El  futuro  del  judaísmo  pasa  por  la  síntesis  entre  valores  israelíes  y

valores diaspóricos, entre el coraje de usar la fuerza cuando necesario y la

sabiduría  de  que  la  fuerza  nunca  es  la  solución  para  los  conflictos.  El

Estado de Israel ciertamente permanecerá como una referencia central del

judaísmo.  Pero  no  es  la  única,  ni  puede  serla.  La  construcción  de

identidades  judías  en  la  diáspora  exige  un  esfuerzo de  afirmación  de  las

formas locales de vivir el judaísmo.
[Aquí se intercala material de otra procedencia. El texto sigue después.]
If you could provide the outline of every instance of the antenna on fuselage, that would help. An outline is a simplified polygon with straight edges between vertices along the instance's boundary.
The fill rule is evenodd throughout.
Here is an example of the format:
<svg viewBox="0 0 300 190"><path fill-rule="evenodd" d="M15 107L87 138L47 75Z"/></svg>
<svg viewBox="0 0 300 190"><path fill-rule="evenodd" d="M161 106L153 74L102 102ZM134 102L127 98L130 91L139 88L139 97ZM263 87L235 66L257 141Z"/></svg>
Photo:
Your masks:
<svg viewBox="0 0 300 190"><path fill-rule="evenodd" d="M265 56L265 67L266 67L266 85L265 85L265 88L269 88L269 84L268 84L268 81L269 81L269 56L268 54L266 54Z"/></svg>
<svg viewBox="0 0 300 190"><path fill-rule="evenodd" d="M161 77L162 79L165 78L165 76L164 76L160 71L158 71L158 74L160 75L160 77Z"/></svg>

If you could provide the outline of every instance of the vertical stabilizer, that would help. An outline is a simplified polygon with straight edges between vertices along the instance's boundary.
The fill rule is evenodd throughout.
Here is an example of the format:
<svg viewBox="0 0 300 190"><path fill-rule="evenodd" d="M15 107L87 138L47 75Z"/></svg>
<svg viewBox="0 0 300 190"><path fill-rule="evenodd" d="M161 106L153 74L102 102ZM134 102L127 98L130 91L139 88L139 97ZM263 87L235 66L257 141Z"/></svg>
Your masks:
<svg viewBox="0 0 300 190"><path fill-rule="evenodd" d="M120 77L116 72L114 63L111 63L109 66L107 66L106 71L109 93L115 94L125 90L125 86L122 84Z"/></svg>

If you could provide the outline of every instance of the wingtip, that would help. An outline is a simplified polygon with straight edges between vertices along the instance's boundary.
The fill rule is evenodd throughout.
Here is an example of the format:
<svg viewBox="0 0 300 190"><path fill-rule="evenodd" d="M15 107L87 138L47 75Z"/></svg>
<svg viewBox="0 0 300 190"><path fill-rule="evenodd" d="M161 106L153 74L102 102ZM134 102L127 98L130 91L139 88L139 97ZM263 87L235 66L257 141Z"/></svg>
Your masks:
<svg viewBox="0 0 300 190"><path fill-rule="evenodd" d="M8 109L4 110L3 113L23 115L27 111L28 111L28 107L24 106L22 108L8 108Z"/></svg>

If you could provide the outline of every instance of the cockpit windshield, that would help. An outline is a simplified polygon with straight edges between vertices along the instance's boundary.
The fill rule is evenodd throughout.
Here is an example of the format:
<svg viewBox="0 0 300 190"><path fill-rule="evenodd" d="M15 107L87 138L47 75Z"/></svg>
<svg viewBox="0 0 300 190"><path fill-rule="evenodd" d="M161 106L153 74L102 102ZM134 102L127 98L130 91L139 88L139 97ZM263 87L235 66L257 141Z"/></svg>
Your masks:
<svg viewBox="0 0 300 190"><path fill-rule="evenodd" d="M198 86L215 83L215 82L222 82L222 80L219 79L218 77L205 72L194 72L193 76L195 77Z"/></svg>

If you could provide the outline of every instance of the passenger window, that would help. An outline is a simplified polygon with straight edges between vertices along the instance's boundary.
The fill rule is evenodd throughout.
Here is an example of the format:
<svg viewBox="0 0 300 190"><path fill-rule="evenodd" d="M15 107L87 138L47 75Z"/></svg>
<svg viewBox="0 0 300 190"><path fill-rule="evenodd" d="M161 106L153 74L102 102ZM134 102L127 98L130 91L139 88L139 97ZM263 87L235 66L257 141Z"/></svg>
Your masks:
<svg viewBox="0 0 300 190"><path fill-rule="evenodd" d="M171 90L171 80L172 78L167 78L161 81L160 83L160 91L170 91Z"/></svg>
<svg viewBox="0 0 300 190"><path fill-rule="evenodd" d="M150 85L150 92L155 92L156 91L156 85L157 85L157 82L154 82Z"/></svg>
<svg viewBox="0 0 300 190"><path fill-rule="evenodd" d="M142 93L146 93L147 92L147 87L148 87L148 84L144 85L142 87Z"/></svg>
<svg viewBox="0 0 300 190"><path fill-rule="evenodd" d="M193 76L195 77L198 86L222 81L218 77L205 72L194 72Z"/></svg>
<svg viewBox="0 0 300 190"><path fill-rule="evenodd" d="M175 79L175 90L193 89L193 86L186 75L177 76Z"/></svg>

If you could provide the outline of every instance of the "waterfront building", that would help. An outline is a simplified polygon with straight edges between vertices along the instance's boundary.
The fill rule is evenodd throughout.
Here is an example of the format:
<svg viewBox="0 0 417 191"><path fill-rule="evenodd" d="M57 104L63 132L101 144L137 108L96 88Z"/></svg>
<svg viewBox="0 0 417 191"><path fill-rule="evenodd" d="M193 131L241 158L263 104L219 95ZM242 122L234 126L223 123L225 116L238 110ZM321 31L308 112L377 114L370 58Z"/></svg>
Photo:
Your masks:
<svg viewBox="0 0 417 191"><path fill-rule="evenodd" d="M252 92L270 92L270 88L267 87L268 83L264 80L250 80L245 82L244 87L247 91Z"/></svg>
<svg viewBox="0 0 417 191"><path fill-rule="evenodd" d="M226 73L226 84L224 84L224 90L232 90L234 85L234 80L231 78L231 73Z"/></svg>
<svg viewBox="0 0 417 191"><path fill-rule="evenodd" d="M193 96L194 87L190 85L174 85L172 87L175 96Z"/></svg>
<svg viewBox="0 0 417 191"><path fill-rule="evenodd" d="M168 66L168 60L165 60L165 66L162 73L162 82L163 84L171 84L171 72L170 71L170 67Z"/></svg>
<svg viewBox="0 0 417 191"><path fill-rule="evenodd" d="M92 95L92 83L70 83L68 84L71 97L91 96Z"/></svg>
La tendencia de los gobiernos israelíes

de  instrumentalizar  la  diáspora  y  de  los  líderes  comunitarios  de

autovalorizarse  fundamentalmente  por  sus  relaciones  con el  Estado  de  Israel

perjudica al judaísmo y en nada ayudan a su renovación.

 

PREGUNTAS GUIA:

¿Qué generó Israel en los judíos del mundo? ¿Qué genera hoy en día?

¿Cuál es la relación de los judíos del mundo con Israel? ¿Cuál tendría que ser?

¿Israel necesita de la diáspora realmente?